DSC_9477Shomen, Nito seiho, Nguyen Thanh Thien au Unjo An, France. Photographie de Nguyen Thanh Khiet © 2016

Shomen, la coupe verticale, est un exercice difficile, pour moi plus difficile que Tsuki, l’estoc, ou Yokomen, la taille diagonale. Il exige une liaison entre haut et bas, Terre et Ciel, qui soit d’un seul tenant et pourtant, d’une même fluidité. Ce fut le plus dur des trois exercices. Il exigeait que j’entre d’une seule pièce dans le mouvement, ki-shin-taï souffle-esprit-corps.

J’en suis resté insatisfait. Pour cela, j’y reviens cet hiver.

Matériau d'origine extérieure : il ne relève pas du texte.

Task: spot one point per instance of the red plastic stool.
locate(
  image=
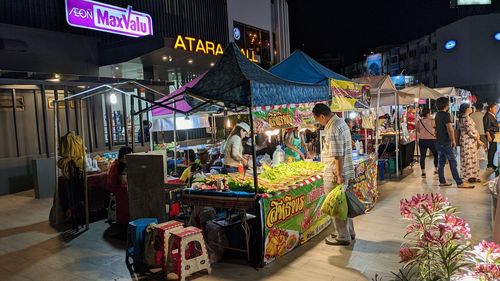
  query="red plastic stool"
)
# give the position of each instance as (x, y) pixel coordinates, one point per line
(162, 235)
(187, 252)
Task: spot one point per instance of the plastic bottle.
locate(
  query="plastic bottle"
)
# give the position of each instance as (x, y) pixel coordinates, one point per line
(241, 169)
(278, 155)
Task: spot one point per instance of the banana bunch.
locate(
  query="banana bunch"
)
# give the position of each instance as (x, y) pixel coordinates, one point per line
(335, 203)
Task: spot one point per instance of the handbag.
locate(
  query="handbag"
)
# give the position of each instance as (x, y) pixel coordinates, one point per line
(354, 206)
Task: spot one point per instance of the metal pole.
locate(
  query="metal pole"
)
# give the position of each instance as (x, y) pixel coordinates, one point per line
(14, 108)
(85, 185)
(377, 134)
(88, 103)
(77, 115)
(45, 120)
(37, 123)
(56, 111)
(108, 122)
(132, 134)
(96, 141)
(254, 154)
(66, 109)
(124, 108)
(56, 186)
(398, 135)
(175, 139)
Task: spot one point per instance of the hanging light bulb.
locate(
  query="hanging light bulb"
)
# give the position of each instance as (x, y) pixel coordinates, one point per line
(113, 99)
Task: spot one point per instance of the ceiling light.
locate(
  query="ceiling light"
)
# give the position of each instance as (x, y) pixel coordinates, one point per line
(113, 99)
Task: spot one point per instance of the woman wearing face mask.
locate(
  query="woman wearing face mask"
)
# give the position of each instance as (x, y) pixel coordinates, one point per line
(469, 143)
(233, 150)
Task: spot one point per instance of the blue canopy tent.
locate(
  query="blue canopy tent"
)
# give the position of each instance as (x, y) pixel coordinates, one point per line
(300, 67)
(235, 81)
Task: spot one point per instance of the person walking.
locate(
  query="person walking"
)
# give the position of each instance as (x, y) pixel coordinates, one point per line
(477, 117)
(469, 145)
(426, 133)
(445, 144)
(490, 128)
(339, 168)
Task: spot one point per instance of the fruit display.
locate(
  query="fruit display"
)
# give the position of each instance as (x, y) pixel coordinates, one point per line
(291, 172)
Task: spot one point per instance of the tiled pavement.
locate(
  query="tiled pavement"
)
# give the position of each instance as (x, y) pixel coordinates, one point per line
(30, 249)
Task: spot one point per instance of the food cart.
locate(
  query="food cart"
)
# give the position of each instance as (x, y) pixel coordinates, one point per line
(285, 199)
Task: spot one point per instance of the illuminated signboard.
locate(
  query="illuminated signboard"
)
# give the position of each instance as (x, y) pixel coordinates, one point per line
(473, 2)
(192, 44)
(451, 44)
(107, 18)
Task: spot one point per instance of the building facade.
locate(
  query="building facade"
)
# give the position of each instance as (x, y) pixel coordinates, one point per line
(46, 54)
(461, 54)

J’en suis content dans le sens où j’ai fourni l’effort et que j’en suis heureux. Mon corps et mon esprit demeurent des lieux d’où l’énergie peut être produite. Ils sont une source dont je n’ai pas à me détourner pour trouver la force de changer les situations, ils sont les points d’appui sur lesquels je peux faire levier pour modifier la balance des pouvoirs. Les arts martiaux sont cela :

La capacité de modifier ce qui nous est imposé, par nous-mêmes, sans nous quitter, sans nous trahir.

Shomen est la possibilité de séparer ce qui est de ce qui ne l’est pas : favorable, digne, vivant. Il implique un choix permanent, perpétuel. Il réalise notre choix, notre capacité d’opter pour le meilleur.

J’y reviens cet hiver comme pour Yokomen et Tsuki car je reste content et insatisfait.